Les salles de classe reprennent gentiment vie et des milliers d'élèves sont confrontés – une fois de plus – à la même matière. Rien qu'au niveau primaire, 1,2% des élèves redoublent chaque année parce qu'ils ont des difficultés à écrire, à lire et à calculer. Les enfants issus de l'immigration et ceux dont les parents sont peu instruits sont particulièrement touchés par ce phénomène. Ce scénario se répète tout au long de la scolarité, enfin presque.
En effet, lors de la dernière année de l'école obligatoire, ce sont surtout les élèves issus d'un milieu ayant un accès facilité à l'éducation qui redoublent une classe. Leurs parents gagnent bien leur vie, ont un diplôme universitaire en poche et souhaitent manifestement que leur progéniture suive une carrière académique.
C'est ce que suggère le rapport sur l'éducation en Suisse 2023. Ces redoublements sont généralement liées au passage au gymnase/lycée, peut-on y lire.

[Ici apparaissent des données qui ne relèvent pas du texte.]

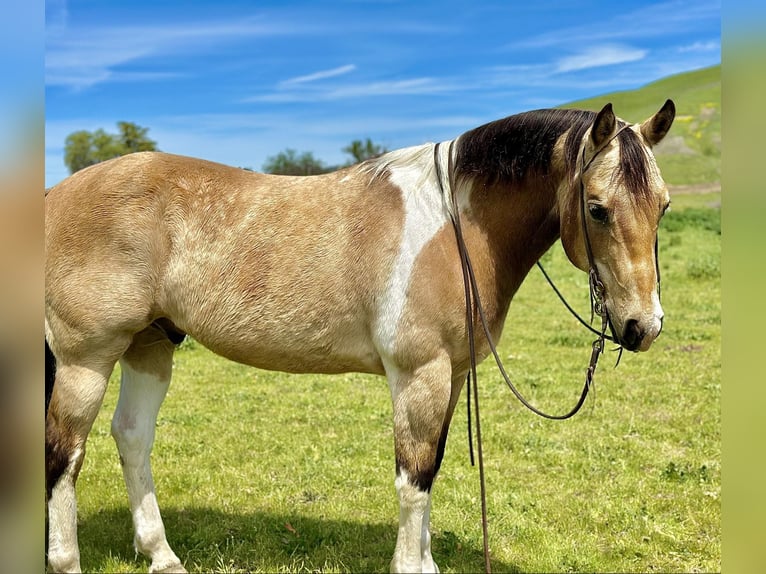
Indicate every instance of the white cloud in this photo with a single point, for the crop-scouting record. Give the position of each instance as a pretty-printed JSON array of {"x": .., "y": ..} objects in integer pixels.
[
  {"x": 408, "y": 87},
  {"x": 321, "y": 75},
  {"x": 79, "y": 58},
  {"x": 711, "y": 46},
  {"x": 597, "y": 56}
]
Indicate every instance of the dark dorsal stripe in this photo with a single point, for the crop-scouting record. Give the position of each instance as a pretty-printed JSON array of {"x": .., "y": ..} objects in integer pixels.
[{"x": 510, "y": 150}]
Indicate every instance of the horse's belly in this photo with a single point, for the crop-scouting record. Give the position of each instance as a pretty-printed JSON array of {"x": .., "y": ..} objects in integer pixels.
[{"x": 341, "y": 354}]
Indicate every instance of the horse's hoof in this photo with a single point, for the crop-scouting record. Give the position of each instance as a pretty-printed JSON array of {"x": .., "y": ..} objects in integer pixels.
[{"x": 172, "y": 569}]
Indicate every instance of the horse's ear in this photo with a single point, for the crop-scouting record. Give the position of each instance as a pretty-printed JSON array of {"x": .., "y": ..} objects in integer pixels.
[
  {"x": 655, "y": 128},
  {"x": 603, "y": 127}
]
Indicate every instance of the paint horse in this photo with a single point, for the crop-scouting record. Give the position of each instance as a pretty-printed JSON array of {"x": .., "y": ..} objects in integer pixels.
[{"x": 356, "y": 270}]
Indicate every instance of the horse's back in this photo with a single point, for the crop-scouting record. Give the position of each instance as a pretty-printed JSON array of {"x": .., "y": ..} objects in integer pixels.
[{"x": 280, "y": 272}]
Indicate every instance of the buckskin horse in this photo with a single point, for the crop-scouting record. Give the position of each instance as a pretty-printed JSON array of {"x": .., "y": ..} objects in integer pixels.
[{"x": 356, "y": 270}]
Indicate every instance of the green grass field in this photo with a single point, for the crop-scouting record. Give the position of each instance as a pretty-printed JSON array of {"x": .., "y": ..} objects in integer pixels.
[{"x": 269, "y": 472}]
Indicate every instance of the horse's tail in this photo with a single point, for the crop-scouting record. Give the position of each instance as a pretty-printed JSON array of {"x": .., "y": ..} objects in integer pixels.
[{"x": 50, "y": 375}]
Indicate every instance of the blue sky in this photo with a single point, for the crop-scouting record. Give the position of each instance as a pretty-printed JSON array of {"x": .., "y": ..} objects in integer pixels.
[{"x": 237, "y": 82}]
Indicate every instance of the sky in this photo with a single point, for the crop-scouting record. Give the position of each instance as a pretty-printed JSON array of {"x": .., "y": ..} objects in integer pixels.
[{"x": 239, "y": 81}]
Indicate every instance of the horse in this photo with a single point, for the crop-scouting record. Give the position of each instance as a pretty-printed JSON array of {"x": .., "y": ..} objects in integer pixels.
[{"x": 355, "y": 270}]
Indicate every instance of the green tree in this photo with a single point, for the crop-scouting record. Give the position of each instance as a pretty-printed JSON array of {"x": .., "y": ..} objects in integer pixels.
[
  {"x": 83, "y": 148},
  {"x": 289, "y": 162},
  {"x": 362, "y": 150}
]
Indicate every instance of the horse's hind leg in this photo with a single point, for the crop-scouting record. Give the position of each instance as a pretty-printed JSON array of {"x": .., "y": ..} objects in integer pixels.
[
  {"x": 146, "y": 369},
  {"x": 424, "y": 402},
  {"x": 75, "y": 399}
]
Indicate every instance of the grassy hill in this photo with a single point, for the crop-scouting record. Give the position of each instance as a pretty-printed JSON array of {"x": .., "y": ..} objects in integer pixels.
[{"x": 691, "y": 153}]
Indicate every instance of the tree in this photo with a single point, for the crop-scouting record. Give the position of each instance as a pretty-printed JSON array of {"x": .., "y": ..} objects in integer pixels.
[
  {"x": 288, "y": 162},
  {"x": 83, "y": 148},
  {"x": 362, "y": 150}
]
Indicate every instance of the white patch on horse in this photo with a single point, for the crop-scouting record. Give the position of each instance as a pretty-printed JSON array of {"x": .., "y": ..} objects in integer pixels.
[
  {"x": 413, "y": 542},
  {"x": 425, "y": 213}
]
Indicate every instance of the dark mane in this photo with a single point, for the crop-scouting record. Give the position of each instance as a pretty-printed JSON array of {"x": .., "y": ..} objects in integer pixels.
[{"x": 509, "y": 150}]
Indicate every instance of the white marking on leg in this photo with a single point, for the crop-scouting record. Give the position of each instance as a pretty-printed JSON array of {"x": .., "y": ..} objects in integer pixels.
[
  {"x": 63, "y": 551},
  {"x": 427, "y": 560},
  {"x": 413, "y": 540},
  {"x": 133, "y": 426}
]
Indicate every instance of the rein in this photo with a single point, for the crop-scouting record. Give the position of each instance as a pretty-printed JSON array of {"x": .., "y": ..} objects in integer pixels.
[{"x": 474, "y": 308}]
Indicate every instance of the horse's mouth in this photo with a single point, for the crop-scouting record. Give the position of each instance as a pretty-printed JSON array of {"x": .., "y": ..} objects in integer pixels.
[{"x": 631, "y": 342}]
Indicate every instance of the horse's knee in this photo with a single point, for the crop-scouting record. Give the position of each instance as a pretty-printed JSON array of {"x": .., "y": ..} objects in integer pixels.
[
  {"x": 60, "y": 451},
  {"x": 64, "y": 560}
]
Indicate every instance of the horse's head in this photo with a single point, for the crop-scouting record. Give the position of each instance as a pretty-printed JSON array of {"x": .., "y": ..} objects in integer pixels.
[{"x": 613, "y": 203}]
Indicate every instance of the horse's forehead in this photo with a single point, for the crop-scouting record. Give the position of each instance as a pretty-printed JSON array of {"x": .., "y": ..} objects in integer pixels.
[{"x": 607, "y": 181}]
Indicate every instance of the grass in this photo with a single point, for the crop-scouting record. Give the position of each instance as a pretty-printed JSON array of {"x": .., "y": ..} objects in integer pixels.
[{"x": 269, "y": 472}]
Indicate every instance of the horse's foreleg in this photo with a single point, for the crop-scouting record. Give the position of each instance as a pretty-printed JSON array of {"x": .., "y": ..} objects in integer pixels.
[
  {"x": 146, "y": 369},
  {"x": 76, "y": 397},
  {"x": 423, "y": 405}
]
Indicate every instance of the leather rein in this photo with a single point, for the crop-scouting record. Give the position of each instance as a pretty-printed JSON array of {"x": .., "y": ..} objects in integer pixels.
[{"x": 474, "y": 310}]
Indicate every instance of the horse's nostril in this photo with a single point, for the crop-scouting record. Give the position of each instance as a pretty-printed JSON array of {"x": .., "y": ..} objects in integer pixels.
[{"x": 632, "y": 335}]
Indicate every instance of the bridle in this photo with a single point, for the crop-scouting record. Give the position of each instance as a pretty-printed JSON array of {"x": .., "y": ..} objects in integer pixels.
[{"x": 474, "y": 308}]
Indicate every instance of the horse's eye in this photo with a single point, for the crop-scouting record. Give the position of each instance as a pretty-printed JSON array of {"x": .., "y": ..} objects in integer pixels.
[{"x": 598, "y": 212}]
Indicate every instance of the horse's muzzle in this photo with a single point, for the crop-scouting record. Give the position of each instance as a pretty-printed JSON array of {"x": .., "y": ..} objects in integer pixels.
[{"x": 636, "y": 336}]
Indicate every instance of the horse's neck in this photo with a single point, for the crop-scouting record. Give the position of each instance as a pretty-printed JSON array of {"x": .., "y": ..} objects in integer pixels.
[{"x": 516, "y": 227}]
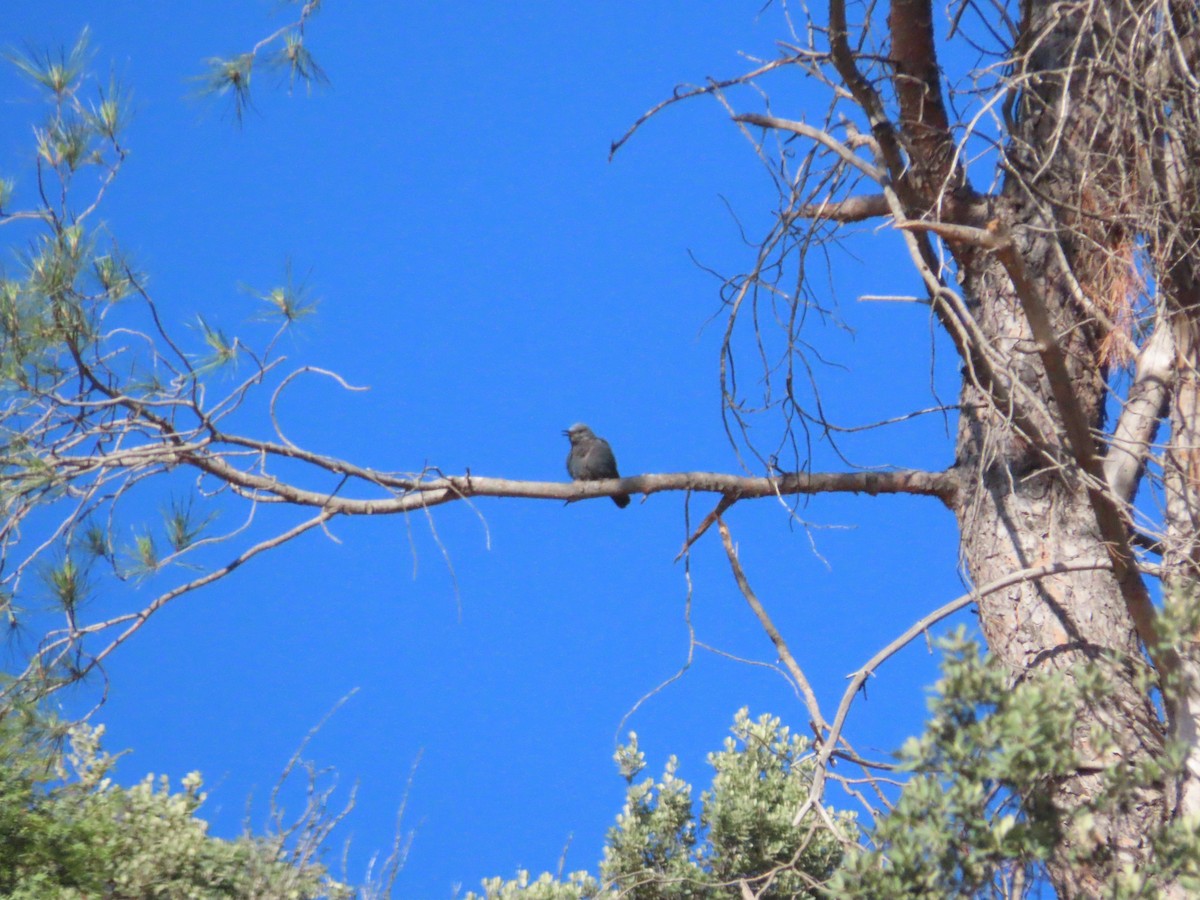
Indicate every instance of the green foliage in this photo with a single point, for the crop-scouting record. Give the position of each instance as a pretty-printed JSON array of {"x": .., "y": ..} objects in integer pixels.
[
  {"x": 99, "y": 402},
  {"x": 67, "y": 832},
  {"x": 978, "y": 816},
  {"x": 659, "y": 847}
]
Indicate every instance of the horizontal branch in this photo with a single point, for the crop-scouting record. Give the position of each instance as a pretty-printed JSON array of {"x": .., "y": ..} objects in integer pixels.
[
  {"x": 418, "y": 493},
  {"x": 852, "y": 209}
]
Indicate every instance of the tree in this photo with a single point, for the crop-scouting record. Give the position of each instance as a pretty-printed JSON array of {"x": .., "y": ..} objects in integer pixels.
[
  {"x": 742, "y": 840},
  {"x": 69, "y": 832},
  {"x": 1049, "y": 208},
  {"x": 1068, "y": 289}
]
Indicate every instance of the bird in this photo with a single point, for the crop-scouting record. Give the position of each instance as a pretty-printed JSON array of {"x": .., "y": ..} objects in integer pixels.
[{"x": 591, "y": 459}]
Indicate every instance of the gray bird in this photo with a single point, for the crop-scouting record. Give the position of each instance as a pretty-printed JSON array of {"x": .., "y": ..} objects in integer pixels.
[{"x": 591, "y": 459}]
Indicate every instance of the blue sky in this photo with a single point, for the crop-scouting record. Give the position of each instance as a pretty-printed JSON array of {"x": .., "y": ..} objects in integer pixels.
[{"x": 493, "y": 279}]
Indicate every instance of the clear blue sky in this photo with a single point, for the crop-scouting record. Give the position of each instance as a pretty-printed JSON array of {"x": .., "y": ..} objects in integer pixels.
[{"x": 495, "y": 279}]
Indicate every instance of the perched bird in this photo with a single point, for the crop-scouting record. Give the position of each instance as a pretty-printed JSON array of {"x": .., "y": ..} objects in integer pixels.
[{"x": 591, "y": 459}]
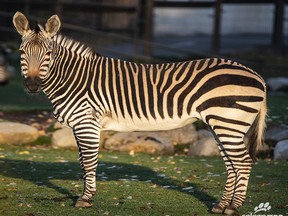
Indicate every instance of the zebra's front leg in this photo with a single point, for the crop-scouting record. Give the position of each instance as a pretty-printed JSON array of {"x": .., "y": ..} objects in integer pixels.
[{"x": 87, "y": 135}]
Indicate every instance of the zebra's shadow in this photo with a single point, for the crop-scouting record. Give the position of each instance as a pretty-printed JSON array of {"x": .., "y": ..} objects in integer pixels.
[{"x": 42, "y": 174}]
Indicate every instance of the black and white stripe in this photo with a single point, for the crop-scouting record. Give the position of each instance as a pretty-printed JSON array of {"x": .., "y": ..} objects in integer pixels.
[{"x": 92, "y": 93}]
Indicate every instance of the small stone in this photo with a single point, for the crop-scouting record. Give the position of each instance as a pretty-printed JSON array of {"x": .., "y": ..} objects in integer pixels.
[
  {"x": 63, "y": 138},
  {"x": 17, "y": 133}
]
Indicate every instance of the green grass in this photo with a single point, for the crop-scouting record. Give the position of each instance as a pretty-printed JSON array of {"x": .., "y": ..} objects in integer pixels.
[{"x": 43, "y": 181}]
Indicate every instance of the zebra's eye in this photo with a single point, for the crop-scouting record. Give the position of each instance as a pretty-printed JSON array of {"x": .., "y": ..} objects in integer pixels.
[{"x": 22, "y": 51}]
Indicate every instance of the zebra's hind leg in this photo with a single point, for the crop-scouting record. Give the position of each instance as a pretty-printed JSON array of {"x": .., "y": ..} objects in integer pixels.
[
  {"x": 238, "y": 166},
  {"x": 87, "y": 137}
]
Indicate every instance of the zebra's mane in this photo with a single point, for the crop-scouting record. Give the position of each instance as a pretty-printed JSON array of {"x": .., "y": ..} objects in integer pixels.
[{"x": 75, "y": 46}]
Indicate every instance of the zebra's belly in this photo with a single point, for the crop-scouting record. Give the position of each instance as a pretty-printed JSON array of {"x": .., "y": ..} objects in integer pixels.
[{"x": 129, "y": 125}]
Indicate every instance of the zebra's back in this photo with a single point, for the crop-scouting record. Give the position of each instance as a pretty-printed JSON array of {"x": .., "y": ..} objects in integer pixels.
[{"x": 167, "y": 96}]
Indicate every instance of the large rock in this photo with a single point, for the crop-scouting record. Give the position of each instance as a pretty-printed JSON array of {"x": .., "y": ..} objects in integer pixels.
[
  {"x": 277, "y": 83},
  {"x": 205, "y": 146},
  {"x": 184, "y": 135},
  {"x": 276, "y": 133},
  {"x": 63, "y": 138},
  {"x": 281, "y": 150},
  {"x": 148, "y": 142},
  {"x": 17, "y": 133}
]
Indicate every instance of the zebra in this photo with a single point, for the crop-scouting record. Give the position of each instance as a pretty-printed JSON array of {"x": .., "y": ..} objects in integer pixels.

En clair, Il s'agit plutôt d'obtenir une meilleure note au second essai, ce qui leur ouvrirait les portes de ces établissements.
Le modèle fonctionne visiblement plutôt bien. Le canton du Valais présente le taux de redoublement le plus élevé à la fin de la scolarité obligatoire. Effectivement, 80% des redoublants se retrouvent ensuite au gymnase. Dans une Suisse fédéraliste, les règles varient naturellement d'un canton à l'autre, mais la tendance est claire. La plupart des redoublements servent à faire passer des enfants issus de milieux privilégiés à la voie royale vers de hautes études.
Stefan Wolter est professeur d'économie de l'éducation à l'Université de Berne et chef de projet du Rapport sur l'éducation. Un tel constat soulève des questions sur l'efficience et l'efficacité de ces redoublements, dit-il. «Le fait que les enfants issus de familles proches de la formation redoublent plus souvent une année scolaire dans le cadre du passage au gymnase soulève la question de savoir s'il est juste de permettre l'accès au gymnase avant tout aux jeunes mieux lotis sur le plan socio-économique grâce à la possibilité de redoubler».
Stephan Huber, professeur et directeur de l'Institut pour le management et l'économie de l'éducation de la Haute école pédagogique de Zoug, tire une conclusion similaire:
Les redoublements coûtent cher. Selon le rapport sur l'éducation, ils coûtent 300 millions de francs par an à l'école obligatoire. Mais l'utilité de ces redoublements en Suisse n'a guère été étudiée. On navigue en grande partie au hasard et on ne sait pas, par exemple, si les enfants ont atteint certaines compétences grâce à une répétition ou si cela aurait été possible sans.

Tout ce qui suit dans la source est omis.